Inference optimizationThroughput

Continuous batching

Static batching wastes GPU. Continuous batching schedules requests at the iteration level, slotting new requests into the running batch as soon as a token slot opens up. This is how we keep H100s at 90%+ utilization under spiky load.

Why static batching fails

A static batch waits for every request to finish before starting the next batch. If request A produces 50 tokens and request B produces 500, the GPU is doing 90% padding work after token 50. Average GPU utilization in production with static batching: ~35%.

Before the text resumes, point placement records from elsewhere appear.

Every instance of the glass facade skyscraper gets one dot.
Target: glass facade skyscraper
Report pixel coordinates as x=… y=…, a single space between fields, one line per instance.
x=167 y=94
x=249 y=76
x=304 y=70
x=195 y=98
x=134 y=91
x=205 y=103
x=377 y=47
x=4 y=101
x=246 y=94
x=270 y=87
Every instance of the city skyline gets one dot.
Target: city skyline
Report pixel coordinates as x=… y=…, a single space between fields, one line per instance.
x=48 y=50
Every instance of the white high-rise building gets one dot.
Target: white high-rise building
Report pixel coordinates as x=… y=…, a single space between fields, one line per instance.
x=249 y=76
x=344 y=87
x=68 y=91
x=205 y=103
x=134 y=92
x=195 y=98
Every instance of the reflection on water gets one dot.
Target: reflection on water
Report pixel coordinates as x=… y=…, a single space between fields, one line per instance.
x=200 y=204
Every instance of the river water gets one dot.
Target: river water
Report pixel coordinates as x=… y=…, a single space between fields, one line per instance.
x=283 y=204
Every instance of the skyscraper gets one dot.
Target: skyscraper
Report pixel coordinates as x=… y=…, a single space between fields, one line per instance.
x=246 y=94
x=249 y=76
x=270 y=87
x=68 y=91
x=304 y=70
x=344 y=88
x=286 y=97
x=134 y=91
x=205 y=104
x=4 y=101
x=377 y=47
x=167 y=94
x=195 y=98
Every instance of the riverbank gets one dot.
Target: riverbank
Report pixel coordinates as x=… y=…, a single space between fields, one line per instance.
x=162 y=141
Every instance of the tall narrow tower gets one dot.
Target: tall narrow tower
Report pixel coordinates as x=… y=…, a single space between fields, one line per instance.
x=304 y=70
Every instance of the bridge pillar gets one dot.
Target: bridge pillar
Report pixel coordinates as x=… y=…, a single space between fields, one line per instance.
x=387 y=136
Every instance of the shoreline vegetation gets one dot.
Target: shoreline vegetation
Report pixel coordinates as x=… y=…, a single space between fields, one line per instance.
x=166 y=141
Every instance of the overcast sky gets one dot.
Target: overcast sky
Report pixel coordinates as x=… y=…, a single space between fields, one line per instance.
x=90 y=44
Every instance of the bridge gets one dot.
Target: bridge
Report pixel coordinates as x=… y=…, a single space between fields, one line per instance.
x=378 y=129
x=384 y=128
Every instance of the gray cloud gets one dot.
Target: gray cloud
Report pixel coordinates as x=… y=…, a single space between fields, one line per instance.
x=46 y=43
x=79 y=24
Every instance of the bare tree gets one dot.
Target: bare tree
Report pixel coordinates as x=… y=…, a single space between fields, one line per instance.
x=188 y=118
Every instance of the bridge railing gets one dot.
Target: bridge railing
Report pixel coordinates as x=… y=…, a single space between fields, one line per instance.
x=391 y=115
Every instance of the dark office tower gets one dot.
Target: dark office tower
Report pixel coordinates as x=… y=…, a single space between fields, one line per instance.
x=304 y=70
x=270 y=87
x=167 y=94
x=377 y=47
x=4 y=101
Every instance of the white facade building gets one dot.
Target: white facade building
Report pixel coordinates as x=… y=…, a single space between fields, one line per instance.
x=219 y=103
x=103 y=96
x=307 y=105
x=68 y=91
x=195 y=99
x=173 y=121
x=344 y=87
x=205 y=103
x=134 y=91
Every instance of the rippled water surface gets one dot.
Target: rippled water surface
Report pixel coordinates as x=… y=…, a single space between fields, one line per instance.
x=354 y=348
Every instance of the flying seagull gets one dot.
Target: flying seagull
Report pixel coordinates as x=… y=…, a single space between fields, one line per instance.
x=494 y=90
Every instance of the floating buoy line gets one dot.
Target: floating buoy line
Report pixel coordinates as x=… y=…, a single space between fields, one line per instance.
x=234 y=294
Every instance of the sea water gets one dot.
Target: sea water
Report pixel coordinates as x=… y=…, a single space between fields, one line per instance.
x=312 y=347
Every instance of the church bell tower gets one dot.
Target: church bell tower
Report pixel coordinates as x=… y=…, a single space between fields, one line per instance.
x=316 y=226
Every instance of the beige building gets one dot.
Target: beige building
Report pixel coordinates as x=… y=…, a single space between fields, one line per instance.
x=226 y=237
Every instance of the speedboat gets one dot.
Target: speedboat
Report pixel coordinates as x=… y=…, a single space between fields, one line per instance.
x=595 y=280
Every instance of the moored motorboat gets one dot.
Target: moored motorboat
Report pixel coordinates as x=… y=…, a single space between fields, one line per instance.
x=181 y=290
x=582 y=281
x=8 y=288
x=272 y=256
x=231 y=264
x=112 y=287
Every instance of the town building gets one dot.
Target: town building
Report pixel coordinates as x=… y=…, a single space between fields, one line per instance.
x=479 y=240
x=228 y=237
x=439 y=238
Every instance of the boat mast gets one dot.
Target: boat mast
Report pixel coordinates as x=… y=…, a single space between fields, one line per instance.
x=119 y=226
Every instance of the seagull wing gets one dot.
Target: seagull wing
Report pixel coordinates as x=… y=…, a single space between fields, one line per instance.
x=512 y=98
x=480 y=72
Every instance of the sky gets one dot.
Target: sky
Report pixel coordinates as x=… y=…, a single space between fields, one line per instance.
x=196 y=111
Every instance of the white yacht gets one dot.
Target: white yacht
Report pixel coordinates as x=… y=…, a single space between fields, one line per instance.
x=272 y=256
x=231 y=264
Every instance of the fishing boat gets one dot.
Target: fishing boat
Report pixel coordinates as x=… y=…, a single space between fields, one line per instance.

Continuous batching, in one paragraph

The scheduler runs a token-level loop. Each iteration: (1) sample the next token for every active request, (2) check which requests finished, (3) admit new requests into the freed slots. New requests start mid-iteration, not at the next batch boundary. The batch size grows and shrinks dynamically based on traffic.

The four knobs that matter

max_batch_sizedefault: 64 (H100) / 32 (L40S)

Hard cap on concurrent requests in flight. Increase if you have spare HBM and your traffic is latency-tolerant; decrease if P99 TTFT matters more.

max_num_batched_tokensdefault: 8192

Total tokens (across all sequences) processed per iteration. Bigger = better throughput at the cost of TTFT. We recommend leaving this alone unless you've profiled your workload.

prefill_chunk_sizedefault: 2048

Long prompts are split into chunks so they don't starve decode steps. This is what keeps long-context requests from blocking everyone else.

kv_block_sizedefault: 16 tokens

PagedAttention block size. Smaller blocks = less internal fragmentation but more bookkeeping overhead. 16 is the sweet spot for most workloads.

PagedAttention (KV cache management)

Continuous batching alone isn't enough — you also need PagedAttention to manage the KV cache. Each sequence's KV cache is stored in fixed-size blocks (16 tokens each by default), allocated on-demand from a global pool. When a sequence finishes, its blocks return to the pool immediately.

The result: zero internal fragmentation, dynamic memory allocation, and the ability to run at very high effective batch sizes. We typically run batch 96+ on a single H100 with 80 GB HBM serving Llama 3.3 70B FP8.

Speculative KV eviction

A v3 addition: when we predict a request will finish in the next 4 steps with > 95% confidence, we proactively allocate the KV blocks for an incoming request into the soon-to-be-free slots. If the prediction is wrong (~1.2% of the time), we fall back without dropping tokens. This adds ~14% steady-state throughput on bursty traffic.

What you should monitor

  • Effective batch size (running average):if it's < 8 you're leaving throughput on the table — investigate why traffic isn't reaching the worker.
  • Queue depth:if requests sit in the admission queue for > 20 ms, you're overcommitted and need more replicas.
  • KV cache utilization:> 95% means you're evicting requests; either reduce max context or scale up.

All three are exposed in your dashboard and via Prometheus metrics.

TL;DR

Continuous batching + PagedAttention + speculative eviction is what makes hosted inference 2.4× cheaper than DIY. You don't need to tune anything — defaults are good. If you do tune, watch the four knobs above and the three metrics under "what to monitor".